In the work titled “Terebratulide brachiopod shell biomineralization by mantle epithelial cells” by Roda et al (2019) published in the Journal of Structural Biology the authors wanted to focus on an unknown process in brachiopods: how the mineral is transported from outer mantle epithelium cells to the site of mineralization. So they imaged with TEM and FE-SEM ultrastructural characteristics of outer mantle epithelium cells on Magellania venosa shells to investigate the mineral transport pathways for shell secretion and to assess differences in cellular activity during mineralization.
Tang et al (2019) published in Nature Communication “Spiculogenesis and biomineralization in early sponge animals” where they report an early Cambrian sponge that had weakly biomineralized and hexactine-based siliceous spicules with large axial filaments and high organic proportions. This material, along with Ediacaran microfossils containing putative nonbiomineralized axial filaments, suggests that Precambrian sponges may have had weakly biomineralized spicules or lacked them altogether, hence their poor record. This work provides a new search image for Precambrian sponge fossils, which are critical to resolving the origin of sponge spiculogenesis and biomineralization.
The recipe for making shells, spines, and coral skeletons is not only the same across many modern animal lineages, but is ancient—dating back 550 million years—and evolved independently more than once.
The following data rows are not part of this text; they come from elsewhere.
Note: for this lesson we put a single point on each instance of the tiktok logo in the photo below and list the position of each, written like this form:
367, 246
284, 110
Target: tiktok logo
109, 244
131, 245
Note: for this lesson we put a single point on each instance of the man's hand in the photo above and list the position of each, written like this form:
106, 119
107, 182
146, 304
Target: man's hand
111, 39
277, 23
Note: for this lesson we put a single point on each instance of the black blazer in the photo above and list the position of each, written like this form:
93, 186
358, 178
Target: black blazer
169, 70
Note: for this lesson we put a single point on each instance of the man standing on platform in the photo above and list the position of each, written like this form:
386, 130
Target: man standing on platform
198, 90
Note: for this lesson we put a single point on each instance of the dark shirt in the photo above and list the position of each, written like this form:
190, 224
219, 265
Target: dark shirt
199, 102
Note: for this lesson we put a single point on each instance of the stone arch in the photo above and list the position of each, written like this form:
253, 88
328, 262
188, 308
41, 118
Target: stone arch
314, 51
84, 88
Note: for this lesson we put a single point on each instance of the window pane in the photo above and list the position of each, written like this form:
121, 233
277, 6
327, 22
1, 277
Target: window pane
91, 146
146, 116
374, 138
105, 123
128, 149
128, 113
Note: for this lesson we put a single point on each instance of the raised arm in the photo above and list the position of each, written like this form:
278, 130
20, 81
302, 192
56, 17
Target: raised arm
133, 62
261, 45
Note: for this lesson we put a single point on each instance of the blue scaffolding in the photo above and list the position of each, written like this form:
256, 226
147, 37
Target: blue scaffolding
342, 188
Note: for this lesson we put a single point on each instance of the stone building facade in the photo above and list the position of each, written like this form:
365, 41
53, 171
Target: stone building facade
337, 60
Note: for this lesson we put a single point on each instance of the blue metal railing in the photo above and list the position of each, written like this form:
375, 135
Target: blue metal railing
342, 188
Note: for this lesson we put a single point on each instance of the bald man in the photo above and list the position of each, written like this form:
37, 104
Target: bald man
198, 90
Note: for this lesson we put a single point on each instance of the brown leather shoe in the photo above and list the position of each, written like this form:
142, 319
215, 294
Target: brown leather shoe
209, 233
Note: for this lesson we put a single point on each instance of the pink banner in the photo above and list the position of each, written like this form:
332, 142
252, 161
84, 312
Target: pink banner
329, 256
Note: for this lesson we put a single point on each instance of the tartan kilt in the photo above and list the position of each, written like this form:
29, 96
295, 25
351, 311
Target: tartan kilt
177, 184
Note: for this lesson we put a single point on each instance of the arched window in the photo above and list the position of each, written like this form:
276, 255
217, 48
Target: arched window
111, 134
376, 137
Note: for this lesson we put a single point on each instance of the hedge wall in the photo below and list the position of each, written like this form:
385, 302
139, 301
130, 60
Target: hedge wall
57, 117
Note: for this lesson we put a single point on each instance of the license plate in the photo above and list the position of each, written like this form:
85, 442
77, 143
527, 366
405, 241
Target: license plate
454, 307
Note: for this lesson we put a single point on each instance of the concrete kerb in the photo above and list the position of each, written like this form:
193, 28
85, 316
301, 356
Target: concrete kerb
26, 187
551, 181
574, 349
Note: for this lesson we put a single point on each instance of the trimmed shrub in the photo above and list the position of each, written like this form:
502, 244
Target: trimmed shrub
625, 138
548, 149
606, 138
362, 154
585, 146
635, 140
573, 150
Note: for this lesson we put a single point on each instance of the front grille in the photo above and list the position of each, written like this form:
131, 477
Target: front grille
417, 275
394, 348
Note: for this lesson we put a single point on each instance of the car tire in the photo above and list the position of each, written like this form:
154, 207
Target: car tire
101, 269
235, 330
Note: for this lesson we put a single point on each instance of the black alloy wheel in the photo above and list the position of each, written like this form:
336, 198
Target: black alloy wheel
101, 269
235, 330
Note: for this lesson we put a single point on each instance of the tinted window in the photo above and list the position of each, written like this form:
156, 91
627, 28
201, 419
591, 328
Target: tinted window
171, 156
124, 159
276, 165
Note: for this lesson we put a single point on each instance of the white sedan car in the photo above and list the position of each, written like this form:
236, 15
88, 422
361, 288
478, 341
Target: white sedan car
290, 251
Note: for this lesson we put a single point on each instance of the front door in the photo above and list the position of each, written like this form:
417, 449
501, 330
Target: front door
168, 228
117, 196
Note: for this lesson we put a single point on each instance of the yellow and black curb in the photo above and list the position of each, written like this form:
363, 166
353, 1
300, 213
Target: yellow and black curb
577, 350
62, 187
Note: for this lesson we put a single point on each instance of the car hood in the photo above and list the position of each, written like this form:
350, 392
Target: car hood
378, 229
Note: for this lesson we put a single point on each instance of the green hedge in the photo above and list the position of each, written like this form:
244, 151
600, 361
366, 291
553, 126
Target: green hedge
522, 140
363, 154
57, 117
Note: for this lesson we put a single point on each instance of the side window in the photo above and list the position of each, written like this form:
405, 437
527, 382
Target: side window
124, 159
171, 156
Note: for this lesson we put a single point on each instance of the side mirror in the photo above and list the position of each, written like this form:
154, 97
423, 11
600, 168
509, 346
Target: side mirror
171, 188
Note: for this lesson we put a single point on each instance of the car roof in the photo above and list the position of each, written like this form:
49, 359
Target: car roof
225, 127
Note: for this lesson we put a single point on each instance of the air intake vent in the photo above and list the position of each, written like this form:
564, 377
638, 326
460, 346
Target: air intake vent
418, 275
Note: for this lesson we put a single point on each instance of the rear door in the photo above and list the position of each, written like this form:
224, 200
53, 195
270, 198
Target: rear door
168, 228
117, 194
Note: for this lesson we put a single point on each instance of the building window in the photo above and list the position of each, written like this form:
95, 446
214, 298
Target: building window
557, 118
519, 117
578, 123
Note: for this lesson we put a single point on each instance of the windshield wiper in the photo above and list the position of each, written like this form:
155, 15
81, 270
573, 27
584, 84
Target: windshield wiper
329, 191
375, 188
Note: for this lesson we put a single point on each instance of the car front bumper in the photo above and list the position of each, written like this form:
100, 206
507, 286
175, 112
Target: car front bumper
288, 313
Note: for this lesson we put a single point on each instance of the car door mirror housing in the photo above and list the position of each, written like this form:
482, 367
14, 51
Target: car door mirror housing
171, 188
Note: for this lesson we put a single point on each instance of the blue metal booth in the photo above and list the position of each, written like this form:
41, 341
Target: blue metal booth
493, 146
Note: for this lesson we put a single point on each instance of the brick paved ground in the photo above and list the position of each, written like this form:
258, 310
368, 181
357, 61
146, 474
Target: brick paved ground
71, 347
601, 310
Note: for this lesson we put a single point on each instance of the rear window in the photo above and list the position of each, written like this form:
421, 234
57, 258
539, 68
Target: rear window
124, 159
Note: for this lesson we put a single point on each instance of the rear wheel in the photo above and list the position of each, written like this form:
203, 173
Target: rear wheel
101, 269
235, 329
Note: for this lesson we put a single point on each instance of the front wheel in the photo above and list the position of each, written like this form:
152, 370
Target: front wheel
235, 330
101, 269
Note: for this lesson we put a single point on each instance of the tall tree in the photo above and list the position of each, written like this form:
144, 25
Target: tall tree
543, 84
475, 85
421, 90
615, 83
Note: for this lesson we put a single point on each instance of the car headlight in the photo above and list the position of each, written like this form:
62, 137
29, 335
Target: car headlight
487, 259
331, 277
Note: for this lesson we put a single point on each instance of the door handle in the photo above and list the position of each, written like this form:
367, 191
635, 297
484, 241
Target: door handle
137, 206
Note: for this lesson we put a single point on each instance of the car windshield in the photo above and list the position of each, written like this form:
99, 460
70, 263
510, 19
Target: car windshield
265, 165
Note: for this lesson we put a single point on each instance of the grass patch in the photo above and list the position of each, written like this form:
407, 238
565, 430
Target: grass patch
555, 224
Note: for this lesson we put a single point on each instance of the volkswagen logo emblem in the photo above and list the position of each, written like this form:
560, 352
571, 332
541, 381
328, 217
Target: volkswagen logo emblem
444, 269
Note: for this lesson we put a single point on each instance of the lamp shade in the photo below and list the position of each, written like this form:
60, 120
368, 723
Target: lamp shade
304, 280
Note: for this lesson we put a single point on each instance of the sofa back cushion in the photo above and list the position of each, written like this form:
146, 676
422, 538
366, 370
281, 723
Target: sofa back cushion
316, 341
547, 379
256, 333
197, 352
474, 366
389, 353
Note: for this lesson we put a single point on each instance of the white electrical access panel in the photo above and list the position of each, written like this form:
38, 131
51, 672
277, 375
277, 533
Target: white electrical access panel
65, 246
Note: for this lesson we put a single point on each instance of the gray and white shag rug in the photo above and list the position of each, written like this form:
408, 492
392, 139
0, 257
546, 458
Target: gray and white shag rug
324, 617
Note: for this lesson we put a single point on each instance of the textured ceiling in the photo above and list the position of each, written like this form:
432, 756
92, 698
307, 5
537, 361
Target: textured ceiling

This is what is presented in”Biomineralization by particle attachment in early animals ” by Pupa et al (2019) published in PNAS . The authors show that when echinoderms, mollusks, and cnidarians started biomineralizing in the Cambrian (more than 500 million years ago) these three phyla started doing it in precisely the same way: using attachment of amorphous nanoparticles.”
Finally, Schoepplera et al (2019) published in PNAS “Crystal growth kinetics as an architectural constraint on the evolution of molluscan shells” where they compare the process of ultrastructural morphogenesis of shells from 3 major molluscan classes: A bivalve Unio pictorum, a cephalopod Nautilus pompilius, and a gastropod Haliotis asinina. They demonstrate that the fabrication of these tissues is guided by the organisms by regulating the chemical and physical boundary conditions that control the growth kinetics of the mineral phase. This biomineralization concept is postulated to act as an architectural constraint on the evolution of molluscan shells by defining a morphospace of possible shell ultrastructures that is bounded by the thermodynamics and kinetics of crystal growth.
The study of biomineral formation is essential to our understanding of the most fundamental processes in evolution and organisms capability to adapt to environmental changes…so let’s keep investigating the “hard part of life”.